The second line of attack is that Princeton’s profit sharing with employees violates its nonprofit status.
This is not first time Afran has appeared in a lawsuit against a major institution. In 2006 Afran sued the NSA seeking a halt to a phone call monitoring program, and succeeded in forcing the institution to go through a secret intelligence court before proceeding with wiretaps. Last year Afran sued the Obama administration and members of congress in a bid to thwart the government’s ability to indefinitely detain terror suspects.
Also in 2006 Afran represented a group of centenarians who were the children of slaves, in suing commercial banks that had engaged in the slave trade before 1865. They ultimately lost the case.
More recently, he tried to stop the Institute for Advanced Study from building housing near or on the Princeton Battlefield. Afran’s side suffered a setback June 21 when a judge ruled to uphold the planning board’s approval of the project.
Afran is also representing a group of commuters in an ongoing lawsuit against Princeton University over whether or not the Dinky train station should be moved to accommodate the construction of an arts center. Afran has not exhausted all legal options in that case, but the work is already under way and New Jersey Transit has decided to move the station in accordance with the university’s plan.
Afran teaches constitutional law at Rutgers University as well as a seminar on corruption law. In addition to his public interest work, he litigates commercial cases.
Afran grew up on Long Island. His mother was a bookkeeper and his father was a public school teacher in New York. Now living in Princeton with his wife, a professor of medicine at Rutgers, he has two children who are attending college.

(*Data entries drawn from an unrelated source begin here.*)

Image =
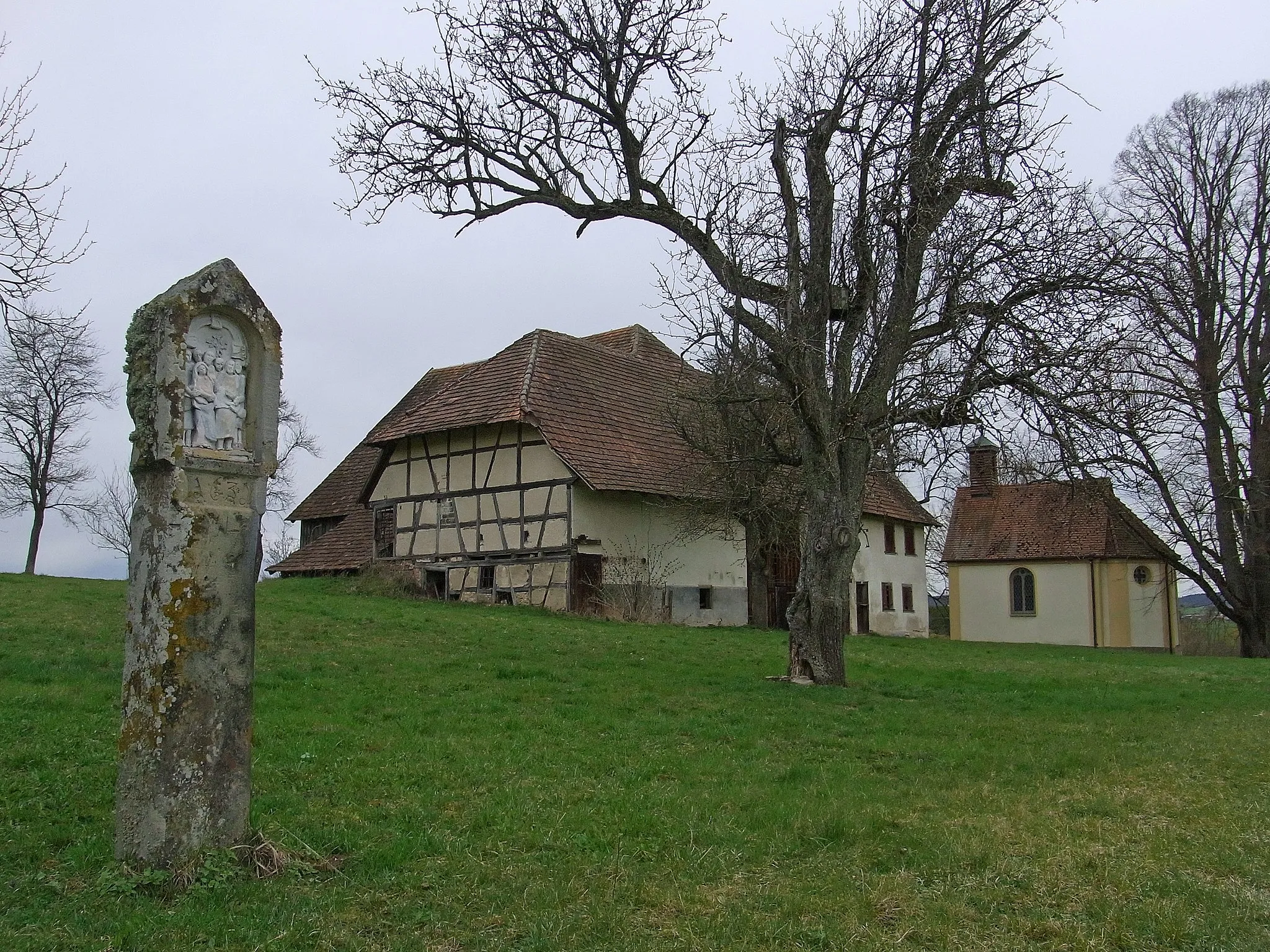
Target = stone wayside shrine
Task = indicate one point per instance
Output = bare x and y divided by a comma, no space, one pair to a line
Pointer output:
205,367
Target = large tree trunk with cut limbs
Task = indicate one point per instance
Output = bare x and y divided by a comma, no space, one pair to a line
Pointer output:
821,611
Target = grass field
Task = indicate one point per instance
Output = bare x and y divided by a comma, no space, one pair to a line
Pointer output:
504,778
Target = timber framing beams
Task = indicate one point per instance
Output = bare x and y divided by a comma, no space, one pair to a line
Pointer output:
475,493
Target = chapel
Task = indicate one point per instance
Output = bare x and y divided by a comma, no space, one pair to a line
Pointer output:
1055,562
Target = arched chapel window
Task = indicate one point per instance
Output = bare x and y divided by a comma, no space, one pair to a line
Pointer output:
1023,592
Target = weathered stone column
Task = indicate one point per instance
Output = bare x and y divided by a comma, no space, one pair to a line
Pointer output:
203,364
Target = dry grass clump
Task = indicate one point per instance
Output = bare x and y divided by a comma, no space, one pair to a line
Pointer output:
265,858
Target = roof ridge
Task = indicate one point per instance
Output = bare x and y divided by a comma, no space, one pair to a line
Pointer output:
528,374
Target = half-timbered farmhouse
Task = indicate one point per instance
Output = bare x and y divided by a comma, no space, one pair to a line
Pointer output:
1055,562
553,475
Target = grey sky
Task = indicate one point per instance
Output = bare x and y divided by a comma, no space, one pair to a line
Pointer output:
191,133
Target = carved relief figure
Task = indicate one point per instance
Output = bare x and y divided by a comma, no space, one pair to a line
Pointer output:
215,405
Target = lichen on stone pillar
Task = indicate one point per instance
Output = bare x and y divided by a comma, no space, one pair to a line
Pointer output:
205,368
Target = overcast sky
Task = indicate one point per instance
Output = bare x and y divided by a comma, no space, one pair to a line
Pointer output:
191,133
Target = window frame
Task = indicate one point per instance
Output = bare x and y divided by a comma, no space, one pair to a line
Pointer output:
384,532
1025,574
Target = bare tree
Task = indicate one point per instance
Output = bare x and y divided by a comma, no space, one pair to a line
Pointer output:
50,380
295,438
31,207
107,514
883,225
1179,418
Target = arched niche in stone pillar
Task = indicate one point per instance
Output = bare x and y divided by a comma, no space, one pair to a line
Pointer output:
221,386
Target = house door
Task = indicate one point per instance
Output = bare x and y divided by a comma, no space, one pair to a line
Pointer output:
588,576
861,607
785,564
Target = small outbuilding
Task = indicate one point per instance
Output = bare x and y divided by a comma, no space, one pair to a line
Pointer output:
1055,562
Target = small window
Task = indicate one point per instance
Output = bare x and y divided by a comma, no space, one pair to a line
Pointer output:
385,532
447,516
1023,592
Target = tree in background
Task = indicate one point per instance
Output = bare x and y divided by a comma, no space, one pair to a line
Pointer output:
107,514
884,226
295,438
50,380
1179,414
31,207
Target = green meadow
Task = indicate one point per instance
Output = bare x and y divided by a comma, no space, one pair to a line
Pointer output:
505,778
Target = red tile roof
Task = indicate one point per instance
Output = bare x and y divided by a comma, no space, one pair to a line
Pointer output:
343,549
339,493
603,409
1047,521
889,498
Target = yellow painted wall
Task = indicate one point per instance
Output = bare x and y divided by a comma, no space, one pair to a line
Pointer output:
1127,615
982,603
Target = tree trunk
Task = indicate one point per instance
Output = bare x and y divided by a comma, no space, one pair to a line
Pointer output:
821,610
1255,625
37,526
1255,638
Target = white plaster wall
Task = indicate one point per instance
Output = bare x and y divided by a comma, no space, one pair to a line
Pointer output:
1062,603
629,524
1147,607
876,566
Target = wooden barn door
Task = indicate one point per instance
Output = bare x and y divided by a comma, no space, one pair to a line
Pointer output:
586,579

Afran’s career has also included a foray into politics: In 2000 he ran for the U.S. Senate as the Green Party candidate, and in 2008 he was Ralph Nader’s election lawyer.
If Princeton were to lose its overall tax-exempt status, it would be the first major university to do so. Afran estimates the university would also face property tax payments of $20 to $30 million a year, or even as much as $45 million. He is also seeking back payments of taxes to 2005, which would be nearly $200 million. Afran acknowledges that the way Princeton is behaving is little different from other major research universities such as Stanford and Harvard, which have not had their tax-exempt statuses revoked.
However, he said, it may be that this case turns out to be a landmark one. “Every idea starts somewhere,” he says.